Wednesday, September 13, 2017

Slaughter of the Innocents?

By Nellie Bly
Washington Bureau

Who is Anne-Marie Slaughter, you are unlikely to ask?  She's had her ticket punched a number of times: Professor at Harvard Law School, Dean of the Wilson School at Princeton, Assistant Secretary of State for Policy Planning, among others.  All great jobs but none of them are likely to get you that P Street townhouse, are they?

So a few years back, she concocted a well-paying gig as the head of a posh new Washington gasbag hangar called New America Foundation.  It raised, to use the technical nonprofit-development term, s**tloads of money from chic corporate funders like Google and, as a token of its appreciation for its chair's efforts, paid Ms. Slaughter last year a mere $535,000.

What could go wrong with this blissful picture?  Funny you should ask:
The head of an influential think tank funded by Google is grappling with a mounting backlash — including from her own scholars and donors — over the firing of a leading critic of the tech giant.

Anne-Marie Slaughter, the president of the New America Foundation, pledged to re-examine her group’s policies for dealing with donors while defending the organization’s intellectual integrity.
She also told the think tank’s employees that New America was “under attack from many quarters,” and warned that they should expect heightened scrutiny.  But a group of the left-leaning think tank’s current and former fellows was collecting signatures on a letter to be delivered next week to Ms. Slaughter and New America’s directors, asserting that Ms. Slaughter’s handling of the situation has jeopardized the think tank’s reputation.
Other scholars affiliated with the think tank were quietly comparing notes on past instances in which they contend she placed donors’ interests over ideology. (New York Times, September 1, 2017).
Apparently a scholar in her employ produced a research paper describing the adverse effects of monopolies like, wait for it, Google.  And Google is willing to support open and searching academic inquiry as long as it likes the results.  When it doesn't – remember the old saw about money talks and bullsh*t makes increasingly defensive and lame rationalizations? 

Another Washington gasbag has a bad day
The Times story continued:
At issue is New America’s firing on Wednesday of a scholar named Barry Lynn, and its exiling of his entire 10-person initiative, called Open Markets, which had been pushing for more rigorous antitrust enforcement against Google and other tech giants.
Google officials — including its parent company’s executive chairman, Eric Schmidt — had complained about Open Markets multiple times. Their grievances could not be easily ignored. The company, Mr. Schmidt and his family’s foundation had donated more than $21 million to New America since the think tank’s founding in 1999, according to voluntary disclosures and tax filings. . . .
Mr. Schmidt reached out to Ms. Slaughter to express displeasure with [Lynn's] statement, though Ms. Slaughter said “Google did not at any point threaten our funding.”
Of course he didn't.  Whatever else Ms. Slaughter is, she's not a total idiot.  But what kind of person acts from expediency when moral courage is called for? 

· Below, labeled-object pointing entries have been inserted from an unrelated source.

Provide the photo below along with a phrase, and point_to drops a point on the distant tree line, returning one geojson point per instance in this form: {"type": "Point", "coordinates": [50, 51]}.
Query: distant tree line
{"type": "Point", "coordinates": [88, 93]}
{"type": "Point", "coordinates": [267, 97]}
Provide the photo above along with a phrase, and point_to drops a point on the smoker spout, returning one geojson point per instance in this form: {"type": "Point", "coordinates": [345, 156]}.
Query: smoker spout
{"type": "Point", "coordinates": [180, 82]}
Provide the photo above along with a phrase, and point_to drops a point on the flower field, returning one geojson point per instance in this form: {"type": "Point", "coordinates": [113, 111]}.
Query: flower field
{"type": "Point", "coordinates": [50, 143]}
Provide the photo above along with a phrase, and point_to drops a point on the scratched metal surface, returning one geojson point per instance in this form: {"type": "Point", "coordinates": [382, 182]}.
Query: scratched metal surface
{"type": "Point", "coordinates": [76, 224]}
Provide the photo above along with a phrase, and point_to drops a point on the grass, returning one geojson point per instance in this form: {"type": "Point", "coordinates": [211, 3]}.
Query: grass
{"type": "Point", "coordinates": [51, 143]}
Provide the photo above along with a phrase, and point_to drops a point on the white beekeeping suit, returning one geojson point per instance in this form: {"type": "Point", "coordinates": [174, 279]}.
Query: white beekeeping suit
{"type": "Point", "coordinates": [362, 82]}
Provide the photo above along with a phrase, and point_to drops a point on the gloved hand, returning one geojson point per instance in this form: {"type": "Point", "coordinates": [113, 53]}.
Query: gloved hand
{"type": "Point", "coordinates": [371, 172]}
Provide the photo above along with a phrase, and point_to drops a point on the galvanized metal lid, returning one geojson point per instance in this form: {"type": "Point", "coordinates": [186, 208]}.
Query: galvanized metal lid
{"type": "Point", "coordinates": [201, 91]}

Indeed, who would disagree with the proposition that “deep and lasting damage [is] done when the gap between words and deeds becomes too great to ignore, when those who wield power are exposed as not saying what they mean or meaning what they say?”

And you can't argue with that, if for no other reason than it was written by a noted former Harvard Law and Wilson School Professor named Anne-Marie Slaughter.  On April 26, 2013, in The Washington Post.  You could look it up.

Anyone have any more advice for Ms. Slaughter?  How about this gem? “We must take responsibility for what we have done if we expect others to believe that we will do better from now on. We do not need to grovel.  But we should make clear that our hubris, as in the old Greek myths, has diminished us . . .”  Or so said Prof. Slaughter in Commonweal on February 15, 2008.

Anyone else we haven't heard from?  You there in the back with the bowl haircut:
Just as you will come to understand that there are arguments made in good faith on opposing sides, you must also learn to reject some arguments, or at least to choose among them. Arguments may be bad because they are illogical, because they do not fit the facts or the law, because they are silly or inconsequential. They may also be bad because they promote bad policies, or because they reflect values that we condemn: racism, degradation of human dignity, greed -- you fill in the blanks.
Thank you, Prof. Slaughter!  We have!

We could go on, but her final insight to the Times pretty much summed up her plight:
“There are unavoidable tensions the minute you take corporation funding or foreign government funding,” she said. “But the fact is that it’s very difficult to run a think tank these days with just foundation funding.”
I mean, my God, without corporate funding you'd be lucky to afford a duplex in the third alphabet.  With the other law professors and assistant secretaries.